Our forecaster’s success lies not in the fact that complex methods were used, but that they were communicated in an accessible fashion – we feel the pursuit of this clarity is just as important as the pursuit of technological development. This helped drive the impact of this project. On social media, animated gifs were used to increase the impact of what some would see as quite a dull, numbers-heavy topic (https://twitter.com/Telegraph/status/1205276976396873728).
Our first forecast had the Conservatives on 363 and Labour on 201 (which you can see from 10.23PM on the night here https://twitter.com/Ashley_J_Kirk/status/1205251919452786688). This was just two seats short for both major parties. Our very first forecast correctly called some of the biggest results of the night, such as that Jo Swinson would lose her seat, Luciana Berger and Chuka Umunna would fail to take Remain-London seats, and Dominic Raab would cling on despite a Lib Dem surge. The BBC’s exit poll originally put the Conservatives on 368 and Labour on 191, so we were closer to the final result (BBC +3 for Con, we were -2; BBC -12 for Lab, we were -2).
The impact of this was that Telegraph readers were able to see who their own area was likely to be represented by even before the results had come in. Our metrics showed that this piece of data journalism is something that they were interested in, with the piece being one of the most subscribed and viewed pieces on results night.
Our general election predictor model was the most complex piece we’ve produced. The data used to power the model was a mixture of demographic data – obtained through various governmental departments and the 2011 Census – and historic polling figures compiled from various polling companies. We used this information to power a model – built in R – which predicted the votes for each party in each constituency.
This model would run machine learning on the last five national elections and their corresponding demographic data to find out what demographic data is the most important in determining how a constituency voted – with factors such as car ownership being surprising determinants which we wouldn’t have otherwise realised. This data was then combined with the latest regional polling and the exit poll to produce our own prediction of the final result.
We had great success with the model, with our forecast correctly calling over nine in 10 seats and getting closer to the final result than our competitors.
What was the hardest part of this project?
The hardest part of forecasting elections is knowing whether or not your model works, and then persuading stakeholders within the newsroom to take the risk on new technology. The only real test of it comes once people have cast their vote – which is a highly unpredictable thing. At this point, it’s too late to change your model without incurring flaws in your methodology. So we had to persuade editors, many of whom did not fully understand the technologies involved, to take a risk.
The key with persuading editors and stakeholders at The Telegraph to take the risk with machine learning was not by showing them the exciting technologies involved, but was to show them results. The fact that we are producing exclusive news stories and visual projects on a weekly basis helps here.

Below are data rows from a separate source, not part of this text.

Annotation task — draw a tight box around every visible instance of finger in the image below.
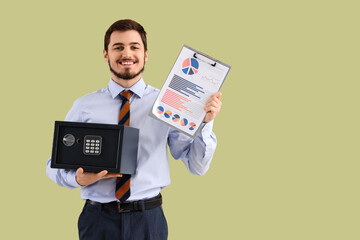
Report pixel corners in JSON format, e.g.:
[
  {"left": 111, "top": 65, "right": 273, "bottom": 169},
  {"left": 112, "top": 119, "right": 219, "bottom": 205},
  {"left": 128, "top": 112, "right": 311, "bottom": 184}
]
[
  {"left": 96, "top": 170, "right": 108, "bottom": 178},
  {"left": 103, "top": 173, "right": 123, "bottom": 178},
  {"left": 76, "top": 168, "right": 84, "bottom": 176}
]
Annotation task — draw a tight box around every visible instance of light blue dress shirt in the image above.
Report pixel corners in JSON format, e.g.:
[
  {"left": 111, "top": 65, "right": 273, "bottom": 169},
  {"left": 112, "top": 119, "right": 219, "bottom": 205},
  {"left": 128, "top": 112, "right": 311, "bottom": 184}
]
[{"left": 46, "top": 78, "right": 216, "bottom": 203}]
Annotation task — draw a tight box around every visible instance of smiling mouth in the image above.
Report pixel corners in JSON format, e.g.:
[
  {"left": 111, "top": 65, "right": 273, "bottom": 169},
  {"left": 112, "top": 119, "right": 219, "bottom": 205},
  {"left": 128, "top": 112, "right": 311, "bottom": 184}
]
[{"left": 118, "top": 60, "right": 136, "bottom": 66}]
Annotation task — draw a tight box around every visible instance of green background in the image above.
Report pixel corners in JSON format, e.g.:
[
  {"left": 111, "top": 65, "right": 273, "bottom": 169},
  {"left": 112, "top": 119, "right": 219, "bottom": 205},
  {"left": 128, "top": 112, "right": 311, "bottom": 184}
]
[{"left": 0, "top": 0, "right": 360, "bottom": 240}]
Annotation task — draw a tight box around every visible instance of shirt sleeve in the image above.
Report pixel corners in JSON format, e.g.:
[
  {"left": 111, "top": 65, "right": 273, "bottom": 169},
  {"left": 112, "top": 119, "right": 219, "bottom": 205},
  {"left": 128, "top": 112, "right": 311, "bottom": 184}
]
[
  {"left": 46, "top": 100, "right": 82, "bottom": 189},
  {"left": 168, "top": 121, "right": 217, "bottom": 176}
]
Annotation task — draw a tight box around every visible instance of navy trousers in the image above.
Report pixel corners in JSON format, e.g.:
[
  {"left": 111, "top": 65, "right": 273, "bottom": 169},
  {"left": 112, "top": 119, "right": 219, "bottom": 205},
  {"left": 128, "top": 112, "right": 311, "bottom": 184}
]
[{"left": 78, "top": 203, "right": 168, "bottom": 240}]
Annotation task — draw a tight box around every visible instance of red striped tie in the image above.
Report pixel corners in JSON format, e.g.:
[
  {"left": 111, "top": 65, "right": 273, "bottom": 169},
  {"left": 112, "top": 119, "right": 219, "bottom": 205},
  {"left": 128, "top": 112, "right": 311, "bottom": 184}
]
[{"left": 115, "top": 91, "right": 131, "bottom": 202}]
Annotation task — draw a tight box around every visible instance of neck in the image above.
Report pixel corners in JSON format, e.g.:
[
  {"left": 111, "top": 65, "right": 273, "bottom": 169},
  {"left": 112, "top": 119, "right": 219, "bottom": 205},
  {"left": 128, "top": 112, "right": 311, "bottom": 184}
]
[{"left": 111, "top": 74, "right": 141, "bottom": 88}]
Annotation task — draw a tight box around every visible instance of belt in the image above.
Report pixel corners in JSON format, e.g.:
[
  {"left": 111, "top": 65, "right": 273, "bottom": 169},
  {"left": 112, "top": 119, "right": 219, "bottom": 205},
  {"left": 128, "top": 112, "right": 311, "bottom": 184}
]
[{"left": 86, "top": 194, "right": 162, "bottom": 213}]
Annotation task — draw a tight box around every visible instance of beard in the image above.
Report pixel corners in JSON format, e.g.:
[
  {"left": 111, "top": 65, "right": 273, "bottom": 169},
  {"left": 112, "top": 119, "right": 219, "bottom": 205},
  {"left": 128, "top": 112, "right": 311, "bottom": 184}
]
[{"left": 108, "top": 60, "right": 145, "bottom": 80}]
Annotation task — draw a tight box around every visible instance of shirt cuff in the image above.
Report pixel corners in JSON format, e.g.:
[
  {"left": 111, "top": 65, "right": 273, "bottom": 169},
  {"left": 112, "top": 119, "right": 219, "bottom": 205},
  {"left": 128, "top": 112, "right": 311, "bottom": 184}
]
[{"left": 67, "top": 171, "right": 81, "bottom": 188}]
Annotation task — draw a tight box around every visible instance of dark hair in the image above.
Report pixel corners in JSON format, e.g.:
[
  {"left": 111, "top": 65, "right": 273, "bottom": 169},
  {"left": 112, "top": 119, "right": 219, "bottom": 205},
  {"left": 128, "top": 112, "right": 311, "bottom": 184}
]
[{"left": 104, "top": 19, "right": 147, "bottom": 51}]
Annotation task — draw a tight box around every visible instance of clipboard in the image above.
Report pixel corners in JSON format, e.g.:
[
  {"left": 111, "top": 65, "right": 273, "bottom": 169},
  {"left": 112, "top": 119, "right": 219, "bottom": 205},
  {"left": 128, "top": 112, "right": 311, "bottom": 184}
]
[{"left": 149, "top": 45, "right": 231, "bottom": 138}]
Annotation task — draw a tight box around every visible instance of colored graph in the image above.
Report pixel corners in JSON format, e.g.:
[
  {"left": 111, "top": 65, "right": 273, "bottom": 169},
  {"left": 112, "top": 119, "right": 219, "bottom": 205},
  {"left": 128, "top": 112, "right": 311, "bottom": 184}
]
[
  {"left": 182, "top": 58, "right": 199, "bottom": 75},
  {"left": 164, "top": 110, "right": 172, "bottom": 118},
  {"left": 156, "top": 106, "right": 196, "bottom": 131},
  {"left": 189, "top": 122, "right": 196, "bottom": 130},
  {"left": 161, "top": 89, "right": 192, "bottom": 113},
  {"left": 156, "top": 106, "right": 164, "bottom": 114},
  {"left": 169, "top": 74, "right": 205, "bottom": 99},
  {"left": 180, "top": 118, "right": 188, "bottom": 127},
  {"left": 172, "top": 114, "right": 180, "bottom": 122}
]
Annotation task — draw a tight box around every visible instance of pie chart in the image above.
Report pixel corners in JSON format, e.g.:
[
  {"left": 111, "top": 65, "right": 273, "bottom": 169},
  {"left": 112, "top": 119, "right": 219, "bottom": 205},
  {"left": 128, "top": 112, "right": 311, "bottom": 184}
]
[
  {"left": 182, "top": 58, "right": 199, "bottom": 75},
  {"left": 180, "top": 118, "right": 188, "bottom": 127},
  {"left": 164, "top": 110, "right": 172, "bottom": 118},
  {"left": 189, "top": 122, "right": 196, "bottom": 130}
]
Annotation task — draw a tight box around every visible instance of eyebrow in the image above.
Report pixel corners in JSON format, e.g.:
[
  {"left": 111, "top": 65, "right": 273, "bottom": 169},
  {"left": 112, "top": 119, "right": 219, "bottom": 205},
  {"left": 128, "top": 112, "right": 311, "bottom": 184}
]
[{"left": 112, "top": 42, "right": 141, "bottom": 47}]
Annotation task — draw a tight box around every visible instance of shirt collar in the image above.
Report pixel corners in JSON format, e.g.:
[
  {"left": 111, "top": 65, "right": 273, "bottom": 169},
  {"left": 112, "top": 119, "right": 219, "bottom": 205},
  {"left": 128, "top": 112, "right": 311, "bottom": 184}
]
[{"left": 108, "top": 78, "right": 146, "bottom": 98}]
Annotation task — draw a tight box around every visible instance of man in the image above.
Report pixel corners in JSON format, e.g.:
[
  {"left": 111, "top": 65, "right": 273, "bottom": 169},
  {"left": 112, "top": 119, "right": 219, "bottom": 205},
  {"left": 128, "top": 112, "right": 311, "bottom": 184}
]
[{"left": 47, "top": 19, "right": 221, "bottom": 240}]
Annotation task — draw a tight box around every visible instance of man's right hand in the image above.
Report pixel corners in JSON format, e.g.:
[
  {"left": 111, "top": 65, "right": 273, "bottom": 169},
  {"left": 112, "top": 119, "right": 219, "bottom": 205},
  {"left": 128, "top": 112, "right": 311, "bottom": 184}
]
[{"left": 76, "top": 168, "right": 122, "bottom": 186}]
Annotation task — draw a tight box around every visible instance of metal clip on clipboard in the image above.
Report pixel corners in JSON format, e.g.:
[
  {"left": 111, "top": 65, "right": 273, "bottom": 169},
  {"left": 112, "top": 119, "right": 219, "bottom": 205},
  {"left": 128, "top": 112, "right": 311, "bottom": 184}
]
[{"left": 194, "top": 52, "right": 216, "bottom": 67}]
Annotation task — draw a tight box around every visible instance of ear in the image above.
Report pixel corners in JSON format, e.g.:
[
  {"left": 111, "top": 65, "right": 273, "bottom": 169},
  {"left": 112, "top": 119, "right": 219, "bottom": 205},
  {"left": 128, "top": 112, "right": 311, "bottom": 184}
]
[
  {"left": 145, "top": 50, "right": 148, "bottom": 62},
  {"left": 103, "top": 49, "right": 109, "bottom": 62}
]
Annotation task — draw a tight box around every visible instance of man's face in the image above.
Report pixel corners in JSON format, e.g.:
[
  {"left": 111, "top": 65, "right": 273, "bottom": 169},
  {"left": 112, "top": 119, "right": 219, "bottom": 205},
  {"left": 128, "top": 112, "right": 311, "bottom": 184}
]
[{"left": 104, "top": 30, "right": 148, "bottom": 81}]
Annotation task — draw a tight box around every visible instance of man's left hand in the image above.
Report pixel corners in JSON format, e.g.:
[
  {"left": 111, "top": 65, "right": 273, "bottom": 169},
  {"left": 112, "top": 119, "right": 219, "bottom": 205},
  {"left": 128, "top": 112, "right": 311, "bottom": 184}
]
[{"left": 204, "top": 92, "right": 222, "bottom": 123}]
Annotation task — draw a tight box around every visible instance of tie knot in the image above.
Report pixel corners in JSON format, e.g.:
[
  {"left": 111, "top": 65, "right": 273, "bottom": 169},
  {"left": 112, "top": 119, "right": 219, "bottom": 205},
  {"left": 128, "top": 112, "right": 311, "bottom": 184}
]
[{"left": 120, "top": 91, "right": 132, "bottom": 100}]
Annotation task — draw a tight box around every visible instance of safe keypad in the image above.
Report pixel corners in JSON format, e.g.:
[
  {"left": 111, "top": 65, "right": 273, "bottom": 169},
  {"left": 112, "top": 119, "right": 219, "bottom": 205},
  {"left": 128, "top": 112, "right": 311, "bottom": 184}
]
[{"left": 84, "top": 135, "right": 102, "bottom": 155}]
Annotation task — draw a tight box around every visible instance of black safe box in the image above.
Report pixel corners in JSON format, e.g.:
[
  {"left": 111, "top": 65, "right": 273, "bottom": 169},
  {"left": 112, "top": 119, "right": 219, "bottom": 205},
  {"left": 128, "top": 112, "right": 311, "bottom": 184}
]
[{"left": 51, "top": 121, "right": 139, "bottom": 174}]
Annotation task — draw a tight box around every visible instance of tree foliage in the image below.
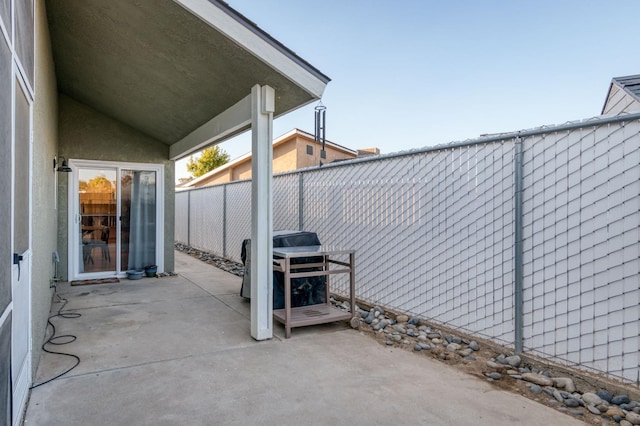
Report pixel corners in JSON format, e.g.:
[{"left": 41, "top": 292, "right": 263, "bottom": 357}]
[
  {"left": 78, "top": 176, "right": 115, "bottom": 193},
  {"left": 187, "top": 146, "right": 229, "bottom": 178}
]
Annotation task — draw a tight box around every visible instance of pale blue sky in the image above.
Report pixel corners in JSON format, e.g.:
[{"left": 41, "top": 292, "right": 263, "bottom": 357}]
[{"left": 176, "top": 0, "right": 640, "bottom": 177}]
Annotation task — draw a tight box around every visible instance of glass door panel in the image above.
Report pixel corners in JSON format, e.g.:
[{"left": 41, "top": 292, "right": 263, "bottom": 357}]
[
  {"left": 78, "top": 168, "right": 117, "bottom": 273},
  {"left": 120, "top": 169, "right": 157, "bottom": 271}
]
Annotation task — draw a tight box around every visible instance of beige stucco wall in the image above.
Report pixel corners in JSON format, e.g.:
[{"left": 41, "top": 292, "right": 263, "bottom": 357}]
[
  {"left": 58, "top": 94, "right": 175, "bottom": 276},
  {"left": 273, "top": 139, "right": 300, "bottom": 174},
  {"left": 602, "top": 84, "right": 640, "bottom": 115},
  {"left": 198, "top": 167, "right": 233, "bottom": 187},
  {"left": 31, "top": 0, "right": 58, "bottom": 376},
  {"left": 296, "top": 137, "right": 356, "bottom": 169}
]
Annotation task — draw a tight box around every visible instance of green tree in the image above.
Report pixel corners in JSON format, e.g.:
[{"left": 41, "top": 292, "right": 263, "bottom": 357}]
[{"left": 187, "top": 146, "right": 229, "bottom": 178}]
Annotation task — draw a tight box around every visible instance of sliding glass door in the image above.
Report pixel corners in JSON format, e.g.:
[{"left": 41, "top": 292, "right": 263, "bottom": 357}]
[
  {"left": 120, "top": 170, "right": 157, "bottom": 271},
  {"left": 75, "top": 168, "right": 118, "bottom": 274},
  {"left": 69, "top": 160, "right": 163, "bottom": 279}
]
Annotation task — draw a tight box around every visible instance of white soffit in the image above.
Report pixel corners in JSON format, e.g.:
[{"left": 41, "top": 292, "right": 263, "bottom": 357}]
[{"left": 174, "top": 0, "right": 329, "bottom": 99}]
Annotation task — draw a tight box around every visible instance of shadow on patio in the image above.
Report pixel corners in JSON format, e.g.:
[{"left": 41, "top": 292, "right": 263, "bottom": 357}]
[{"left": 24, "top": 252, "right": 582, "bottom": 425}]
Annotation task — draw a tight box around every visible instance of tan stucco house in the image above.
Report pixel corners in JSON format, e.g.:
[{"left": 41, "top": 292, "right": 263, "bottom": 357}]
[
  {"left": 177, "top": 129, "right": 380, "bottom": 189},
  {"left": 601, "top": 74, "right": 640, "bottom": 115},
  {"left": 0, "top": 0, "right": 329, "bottom": 425}
]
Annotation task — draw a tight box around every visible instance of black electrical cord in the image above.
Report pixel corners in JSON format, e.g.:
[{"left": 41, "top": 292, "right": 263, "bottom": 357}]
[{"left": 29, "top": 293, "right": 82, "bottom": 389}]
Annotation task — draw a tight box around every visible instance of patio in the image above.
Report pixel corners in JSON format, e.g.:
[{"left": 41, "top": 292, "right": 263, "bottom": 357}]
[{"left": 24, "top": 252, "right": 582, "bottom": 425}]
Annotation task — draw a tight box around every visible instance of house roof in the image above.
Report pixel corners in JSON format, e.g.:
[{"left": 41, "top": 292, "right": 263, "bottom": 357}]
[
  {"left": 177, "top": 129, "right": 358, "bottom": 188},
  {"left": 601, "top": 74, "right": 640, "bottom": 114},
  {"left": 46, "top": 0, "right": 329, "bottom": 158}
]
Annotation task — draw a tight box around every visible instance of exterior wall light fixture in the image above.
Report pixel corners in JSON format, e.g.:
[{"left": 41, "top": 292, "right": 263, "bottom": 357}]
[{"left": 53, "top": 157, "right": 72, "bottom": 173}]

We have built a solid reputation within the newsroom, and so we are trusted when we pitch an out-of-the-box idea.
This meant that, when we said that we had a model that could correctly predict the outcome of the last four general elections, and would likely do the same in 2019 with engaging, subscriber-driving visualisations, they jumped at the idea. This meant that we were able to take our first steps in machine learning, an area that we hope to do a lot more in in the coming years.
What can others learn from this project?
From this project we have learned that, even in a small data journalism team where resources are tight, you can still be rewarded by taking risks and doing something out of your comfort zone. The Telegraph’s Data Journalism desk is consistently centred on either delivering exclusive news stories for the publication or producing visually-compelling pieces of journalism, but machine learning was time-intensive risk for us. The collaboration was weeks in the making, pulling together designs and data scientists together. The differing workflows involved with these different teams, who work in different parts of the company, meant that flexibility was required from all parts. But the risk and invested time was worth it, with our highly-accurate forecaster being one of The Telegraph’s best-performing pieces of online content on the 2019 General Election.